The defendant’s need to know is substantial in light of the timeliness requirements [18

U.S.C. § 2518(10)(A); FED. R. CRIM. P. Rules 12 & 4] relating to his Motion to Suppress. US

  1. Rosenberg, 299 F.Supp. 1241, 1245 (S.D.N.Y. 1969); US v. Lumbowski, 277 F. Supp. 713, 721

(N.D. Ill. 1967); US v. Fainberg, 502 F.2d 1180 (7th Cir. 1974), cert. den., 420 US 926 (1975).

Furthermore, the “Due Process” Clause would require disclosure of all such favorable evidence under Brady v.

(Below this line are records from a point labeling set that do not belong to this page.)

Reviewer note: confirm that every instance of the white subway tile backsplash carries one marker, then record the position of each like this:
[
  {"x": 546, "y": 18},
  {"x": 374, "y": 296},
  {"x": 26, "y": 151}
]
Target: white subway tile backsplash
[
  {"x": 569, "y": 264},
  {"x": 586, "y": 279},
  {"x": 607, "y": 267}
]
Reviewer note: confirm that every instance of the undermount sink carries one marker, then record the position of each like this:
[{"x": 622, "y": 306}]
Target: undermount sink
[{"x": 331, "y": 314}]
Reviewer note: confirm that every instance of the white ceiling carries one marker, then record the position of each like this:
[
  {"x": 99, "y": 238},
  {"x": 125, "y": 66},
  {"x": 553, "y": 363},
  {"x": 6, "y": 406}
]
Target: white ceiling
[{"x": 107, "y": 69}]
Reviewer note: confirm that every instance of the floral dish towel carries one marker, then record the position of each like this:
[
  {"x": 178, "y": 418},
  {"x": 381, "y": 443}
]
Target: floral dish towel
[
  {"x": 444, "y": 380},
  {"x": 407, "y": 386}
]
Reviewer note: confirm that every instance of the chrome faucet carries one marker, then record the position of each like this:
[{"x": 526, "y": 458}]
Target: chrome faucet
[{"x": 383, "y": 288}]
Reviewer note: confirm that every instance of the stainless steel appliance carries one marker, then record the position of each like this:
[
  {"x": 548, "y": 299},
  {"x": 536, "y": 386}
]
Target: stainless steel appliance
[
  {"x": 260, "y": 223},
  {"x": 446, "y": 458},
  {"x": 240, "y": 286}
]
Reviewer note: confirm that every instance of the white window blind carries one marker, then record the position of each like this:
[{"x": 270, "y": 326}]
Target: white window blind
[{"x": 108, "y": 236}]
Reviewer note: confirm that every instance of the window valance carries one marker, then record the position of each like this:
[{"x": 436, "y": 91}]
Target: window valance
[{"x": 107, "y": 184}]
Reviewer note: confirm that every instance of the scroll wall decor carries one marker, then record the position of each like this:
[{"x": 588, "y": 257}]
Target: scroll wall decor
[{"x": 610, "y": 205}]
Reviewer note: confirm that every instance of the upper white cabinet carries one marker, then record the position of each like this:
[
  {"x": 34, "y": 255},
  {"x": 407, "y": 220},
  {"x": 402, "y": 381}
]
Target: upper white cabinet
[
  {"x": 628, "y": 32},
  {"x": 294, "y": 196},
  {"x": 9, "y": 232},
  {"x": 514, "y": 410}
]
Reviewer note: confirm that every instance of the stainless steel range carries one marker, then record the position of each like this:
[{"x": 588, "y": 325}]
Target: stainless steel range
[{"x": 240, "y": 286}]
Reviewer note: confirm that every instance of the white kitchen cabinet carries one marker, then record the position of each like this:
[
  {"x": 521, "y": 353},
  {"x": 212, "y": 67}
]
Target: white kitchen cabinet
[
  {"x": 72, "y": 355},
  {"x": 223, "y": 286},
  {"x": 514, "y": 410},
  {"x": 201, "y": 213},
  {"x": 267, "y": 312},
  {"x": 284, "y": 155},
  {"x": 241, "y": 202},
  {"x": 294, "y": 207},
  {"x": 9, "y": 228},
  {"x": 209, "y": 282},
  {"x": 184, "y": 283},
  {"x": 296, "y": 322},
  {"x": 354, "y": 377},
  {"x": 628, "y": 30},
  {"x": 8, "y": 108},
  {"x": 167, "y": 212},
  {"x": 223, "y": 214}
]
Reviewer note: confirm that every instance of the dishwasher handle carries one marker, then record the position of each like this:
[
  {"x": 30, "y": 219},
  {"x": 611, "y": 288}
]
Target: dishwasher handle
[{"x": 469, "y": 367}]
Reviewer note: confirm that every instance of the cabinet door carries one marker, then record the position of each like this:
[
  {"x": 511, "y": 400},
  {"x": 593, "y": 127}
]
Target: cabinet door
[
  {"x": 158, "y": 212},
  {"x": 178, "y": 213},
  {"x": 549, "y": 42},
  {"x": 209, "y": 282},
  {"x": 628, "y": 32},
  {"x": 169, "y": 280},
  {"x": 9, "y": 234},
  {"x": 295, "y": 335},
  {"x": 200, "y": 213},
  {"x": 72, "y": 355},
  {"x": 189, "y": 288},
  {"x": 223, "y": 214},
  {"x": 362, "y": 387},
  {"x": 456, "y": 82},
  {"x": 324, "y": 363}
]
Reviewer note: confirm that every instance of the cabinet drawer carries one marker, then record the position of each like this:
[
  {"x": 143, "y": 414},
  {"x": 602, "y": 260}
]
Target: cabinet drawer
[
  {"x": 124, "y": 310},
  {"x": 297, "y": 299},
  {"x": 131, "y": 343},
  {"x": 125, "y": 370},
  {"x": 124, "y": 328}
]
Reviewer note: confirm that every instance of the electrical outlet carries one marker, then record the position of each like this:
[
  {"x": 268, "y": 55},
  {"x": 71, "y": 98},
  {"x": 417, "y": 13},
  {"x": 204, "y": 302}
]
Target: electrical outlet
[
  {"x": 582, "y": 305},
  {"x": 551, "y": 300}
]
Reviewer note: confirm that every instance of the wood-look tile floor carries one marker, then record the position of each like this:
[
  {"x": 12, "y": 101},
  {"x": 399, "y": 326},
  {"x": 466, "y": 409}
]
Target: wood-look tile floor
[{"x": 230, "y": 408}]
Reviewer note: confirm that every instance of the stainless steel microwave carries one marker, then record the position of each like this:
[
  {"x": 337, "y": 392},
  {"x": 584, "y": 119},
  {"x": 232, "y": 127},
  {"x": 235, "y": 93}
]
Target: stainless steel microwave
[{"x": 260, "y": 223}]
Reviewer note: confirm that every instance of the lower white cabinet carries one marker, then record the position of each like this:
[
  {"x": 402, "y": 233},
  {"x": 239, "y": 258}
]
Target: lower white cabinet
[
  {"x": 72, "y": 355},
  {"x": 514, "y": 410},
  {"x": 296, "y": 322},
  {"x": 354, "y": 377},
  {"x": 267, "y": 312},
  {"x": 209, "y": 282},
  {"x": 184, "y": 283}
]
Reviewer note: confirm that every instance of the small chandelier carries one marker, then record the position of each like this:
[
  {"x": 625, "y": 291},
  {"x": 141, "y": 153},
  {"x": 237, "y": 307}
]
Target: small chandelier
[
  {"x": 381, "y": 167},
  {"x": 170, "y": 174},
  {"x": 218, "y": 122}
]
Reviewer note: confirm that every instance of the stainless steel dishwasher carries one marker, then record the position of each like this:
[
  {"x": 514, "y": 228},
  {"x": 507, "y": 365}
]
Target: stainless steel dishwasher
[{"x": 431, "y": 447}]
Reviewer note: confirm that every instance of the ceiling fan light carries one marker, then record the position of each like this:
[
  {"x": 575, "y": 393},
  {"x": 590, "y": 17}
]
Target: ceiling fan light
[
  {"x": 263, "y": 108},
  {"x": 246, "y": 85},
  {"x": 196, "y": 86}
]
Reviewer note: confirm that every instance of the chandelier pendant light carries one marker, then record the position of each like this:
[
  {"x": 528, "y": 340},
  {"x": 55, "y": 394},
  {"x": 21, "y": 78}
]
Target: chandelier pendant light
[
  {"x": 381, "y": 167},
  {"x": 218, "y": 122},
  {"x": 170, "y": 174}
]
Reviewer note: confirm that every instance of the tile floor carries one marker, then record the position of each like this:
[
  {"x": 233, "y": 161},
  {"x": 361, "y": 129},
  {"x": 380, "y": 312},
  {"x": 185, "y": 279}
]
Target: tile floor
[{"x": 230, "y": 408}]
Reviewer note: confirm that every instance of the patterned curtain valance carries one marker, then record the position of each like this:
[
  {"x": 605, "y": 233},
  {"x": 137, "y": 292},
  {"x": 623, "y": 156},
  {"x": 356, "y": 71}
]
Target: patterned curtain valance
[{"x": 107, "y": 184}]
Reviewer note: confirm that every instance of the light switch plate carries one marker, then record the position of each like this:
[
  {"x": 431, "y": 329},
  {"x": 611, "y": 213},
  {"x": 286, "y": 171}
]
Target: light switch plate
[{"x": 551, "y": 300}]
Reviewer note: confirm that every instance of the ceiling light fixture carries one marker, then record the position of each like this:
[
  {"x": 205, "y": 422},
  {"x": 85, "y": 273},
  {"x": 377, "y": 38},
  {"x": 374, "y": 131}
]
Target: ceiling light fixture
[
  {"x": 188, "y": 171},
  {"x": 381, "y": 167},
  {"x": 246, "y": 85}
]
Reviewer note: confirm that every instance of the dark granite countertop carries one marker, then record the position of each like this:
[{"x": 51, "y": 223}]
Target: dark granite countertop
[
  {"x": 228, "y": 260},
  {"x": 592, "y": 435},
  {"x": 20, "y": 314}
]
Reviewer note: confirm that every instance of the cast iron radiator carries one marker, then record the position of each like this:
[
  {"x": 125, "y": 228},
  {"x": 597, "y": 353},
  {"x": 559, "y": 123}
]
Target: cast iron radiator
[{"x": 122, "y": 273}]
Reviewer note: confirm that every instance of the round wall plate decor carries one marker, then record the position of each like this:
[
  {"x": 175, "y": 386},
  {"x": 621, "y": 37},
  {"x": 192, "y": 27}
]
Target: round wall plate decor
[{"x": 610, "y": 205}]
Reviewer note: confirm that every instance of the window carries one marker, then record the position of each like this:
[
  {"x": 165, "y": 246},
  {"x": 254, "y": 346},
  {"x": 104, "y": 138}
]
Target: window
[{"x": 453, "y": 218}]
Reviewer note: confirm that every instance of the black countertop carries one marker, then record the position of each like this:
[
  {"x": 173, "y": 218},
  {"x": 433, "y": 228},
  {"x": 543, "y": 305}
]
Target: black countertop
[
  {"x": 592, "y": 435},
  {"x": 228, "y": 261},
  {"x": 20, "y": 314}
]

Maryland, 373 US 83 (1963); US v. Bryant, 439 F.2d 642, 647-48 (D.C.

Cir. 1971), but see U.S. v. Vega, 826 F.3d 514, 533 (D.C. Cir. 2016) (discussing Youngblood’s impact on this holding as it relates to the duty to preserve such evidence before its character is known to the prosecution), and unlike a conventional search, where a defendant is at least generally aware of the occurrence of the search and what has been seized, as well as his entitlement to an inventory under FED. R. CRIM. P. Rule 41, the subject of electronic surveillance may not be apprised of sufficient facts to challenge same unless disclosure is made.

Some courts have held that the “bare claim” itself is legally sufficient to require an affirmative or negative response from the Government. US v. Vielguth, 500 F.2d 267 (9th Cir. 1974); In re Evani, 452 F.2d 1239, 1247 (D.C. Cir. 1971).